Glendevon Pre-school organises Career Day
Karrie Williams, Gleaner Writer
Tiny tots from the Glendevon Seventh-day Adventist Preschool and Kindergarten had a fun-filled time learning about different occupations during a career-day exercise held at the school last Thursday.
The youngsters wore uniforms depicting a range of professions, including police officers, soldiers, nurses, doctors, ministers of religion, and even building contractors.
Some came attired in police uniforms, complete with handcuffs, hats, and the appropriate boots. 'Doctors' had their stethoscopes strung neatly around their necks, and 'nurses' were fitted with cute white hats and nurse watches. 'Firefighters', who were in the majority of professions represented, wore helmets and hard boots.
Whereas all her fellow colleagues wore trousers, three-year-old, 'policewoman' D'Andra Bowes choose to wear a skirt with her pair of handcuffs hanging off her side. Smiling brightly, she told Western Focus that she wanted to become a police officer when she grows up because: "I love the pretty uniforms that the police wear, and they protect me and my mother and my father and my friends and my teacher, too."
Principal of the school, Desrine Smith, said she was pleased with the level of support from parents. She told Western Focus that it is never too early for young children to start thinking about higher education and what career options they wanted to pursue in life.
"We believe that it is good for our kindergarten students to be exposed to career guidance from early," Smith said. "This gives them a headstart to understanding what career choices they will make as they grow older, and it makes it much easier for them to choose just one."
A major highlight of the day's activities was a series of presentations conducted by several professionals, including members of the nursing fraternity, the Jamaica Constabulary Force and the Jamaica Defence Force. Due to firefighters accounting for the most professions represented, Acting Sergeant of the St James Fire Department Syrekie Scott was greeted with a lot of excitement from the little ones, who interacted with him throughout his presentation.
As is the nature of kindergarten students, everyone wanted to give their input at the same time, but Scott, who seemed to have a knack for dealing with this age group, expertly guided them through his presentation without much interruption. He followed up with a question-and-answer session at the end, and as a parting treat, allowed the excited budding professionals to briefly try on his helmet.
Scott explained his passion for firefighting and why he found it necessary to participate in career day at the school.

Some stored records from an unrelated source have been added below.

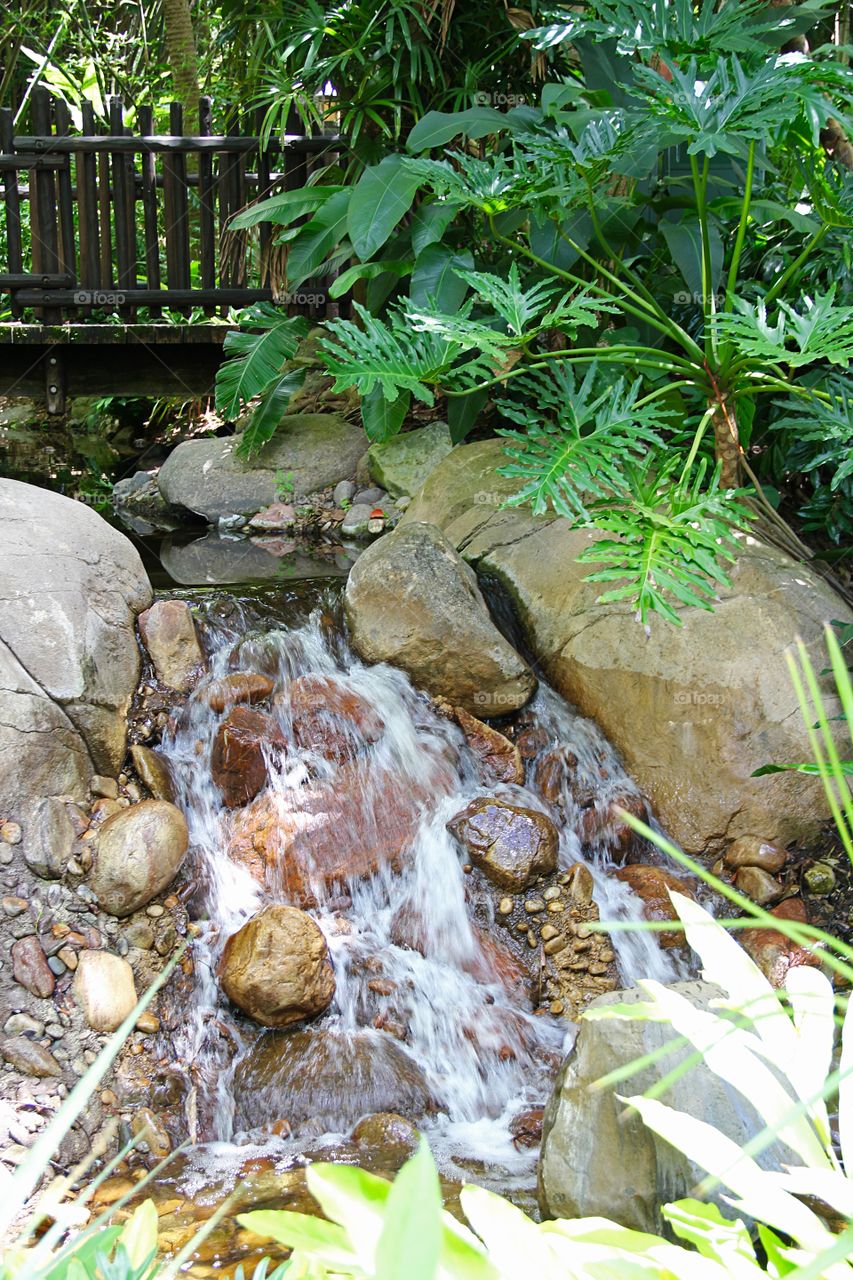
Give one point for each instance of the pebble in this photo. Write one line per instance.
(819, 878)
(23, 1024)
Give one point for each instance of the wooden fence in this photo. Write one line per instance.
(112, 219)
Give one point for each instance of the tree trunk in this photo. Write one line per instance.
(183, 58)
(726, 444)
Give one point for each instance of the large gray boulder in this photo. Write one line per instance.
(413, 602)
(692, 709)
(598, 1159)
(69, 662)
(310, 451)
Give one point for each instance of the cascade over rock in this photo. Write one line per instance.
(692, 709)
(208, 478)
(413, 602)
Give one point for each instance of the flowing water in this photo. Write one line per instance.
(422, 1022)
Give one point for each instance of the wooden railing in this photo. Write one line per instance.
(110, 219)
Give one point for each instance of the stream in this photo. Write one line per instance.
(429, 1016)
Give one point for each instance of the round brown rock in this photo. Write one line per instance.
(277, 968)
(510, 844)
(138, 854)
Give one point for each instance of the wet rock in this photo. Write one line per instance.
(277, 968)
(327, 1079)
(772, 951)
(292, 844)
(208, 478)
(753, 851)
(652, 885)
(402, 465)
(140, 851)
(714, 696)
(104, 990)
(30, 967)
(598, 1159)
(68, 656)
(527, 1128)
(511, 845)
(387, 1132)
(819, 878)
(329, 718)
(500, 759)
(281, 515)
(30, 1057)
(758, 885)
(243, 686)
(151, 1133)
(238, 760)
(413, 602)
(155, 772)
(356, 519)
(168, 631)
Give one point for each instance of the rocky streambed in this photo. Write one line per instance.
(388, 844)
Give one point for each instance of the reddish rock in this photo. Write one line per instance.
(603, 824)
(527, 1128)
(652, 885)
(772, 951)
(30, 967)
(511, 845)
(329, 718)
(281, 515)
(497, 757)
(243, 686)
(238, 760)
(300, 845)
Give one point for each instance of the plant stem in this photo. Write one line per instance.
(742, 228)
(796, 265)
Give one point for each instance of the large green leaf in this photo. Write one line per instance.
(258, 355)
(316, 240)
(381, 199)
(284, 208)
(434, 279)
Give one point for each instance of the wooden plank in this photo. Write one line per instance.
(87, 219)
(206, 202)
(149, 182)
(12, 205)
(119, 142)
(224, 297)
(68, 242)
(42, 205)
(263, 190)
(124, 250)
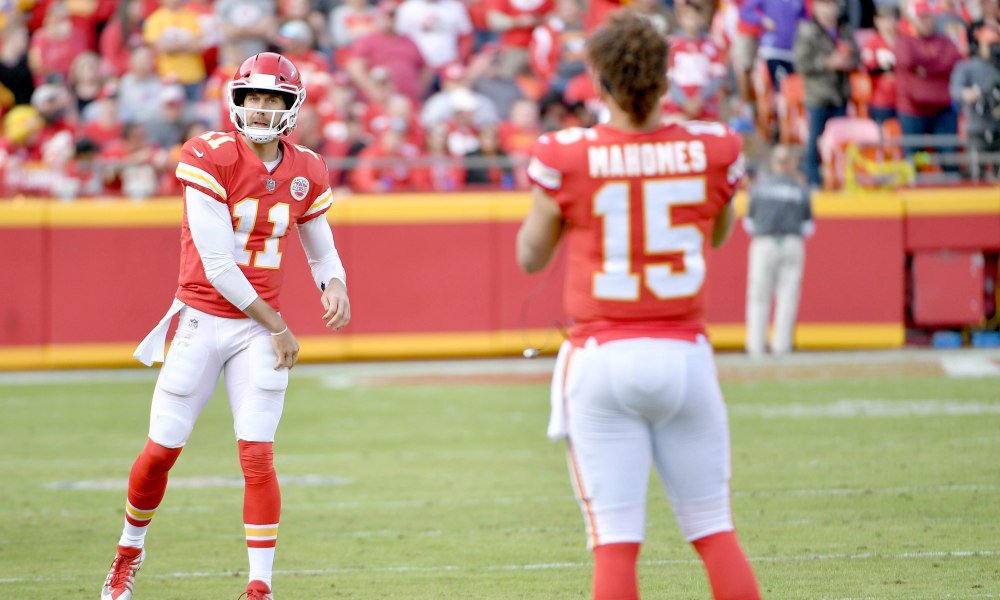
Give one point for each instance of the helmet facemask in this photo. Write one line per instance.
(280, 122)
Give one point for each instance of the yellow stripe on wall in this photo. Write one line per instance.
(473, 208)
(818, 336)
(727, 336)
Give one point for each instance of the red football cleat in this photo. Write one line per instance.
(121, 576)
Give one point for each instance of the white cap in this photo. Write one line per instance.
(462, 99)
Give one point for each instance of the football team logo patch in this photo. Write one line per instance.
(300, 187)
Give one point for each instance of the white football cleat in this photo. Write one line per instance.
(257, 590)
(121, 576)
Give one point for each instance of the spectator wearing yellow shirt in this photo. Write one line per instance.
(174, 32)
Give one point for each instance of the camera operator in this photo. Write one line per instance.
(975, 86)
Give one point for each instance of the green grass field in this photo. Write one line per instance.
(846, 486)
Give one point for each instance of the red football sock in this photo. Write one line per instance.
(147, 482)
(729, 572)
(615, 571)
(262, 498)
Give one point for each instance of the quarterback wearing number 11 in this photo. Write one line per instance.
(242, 191)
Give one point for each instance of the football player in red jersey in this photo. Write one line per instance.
(242, 191)
(638, 203)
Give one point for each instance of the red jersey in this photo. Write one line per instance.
(263, 206)
(519, 37)
(639, 207)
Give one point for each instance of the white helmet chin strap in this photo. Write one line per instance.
(280, 121)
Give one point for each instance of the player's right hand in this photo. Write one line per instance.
(286, 348)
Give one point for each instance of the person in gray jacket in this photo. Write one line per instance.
(779, 217)
(975, 86)
(825, 54)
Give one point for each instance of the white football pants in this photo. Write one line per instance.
(637, 402)
(205, 346)
(775, 268)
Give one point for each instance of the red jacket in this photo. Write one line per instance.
(923, 70)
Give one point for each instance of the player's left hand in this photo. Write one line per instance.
(337, 305)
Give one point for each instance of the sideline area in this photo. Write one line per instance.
(733, 366)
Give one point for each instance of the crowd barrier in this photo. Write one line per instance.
(435, 275)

"In years gone by, firefighters have been stigmatised by sayings that we are very lackadaisical and lazy. We intend to create an awareness to let everyone know that this stereotype is wrong. We want to show the public that we are very professional, and we are very dynamic. We are not just out there to extinguish fires, but we also do a lot more," he told Western Focus.
"If you notice, everyone wants to become a police, lawyer, doctor, etc, but what we are doing is broadening the scope to let the children understand that a career choice to become a firefighter is a very exciting one, and it's also a very profitable and fun field," he said.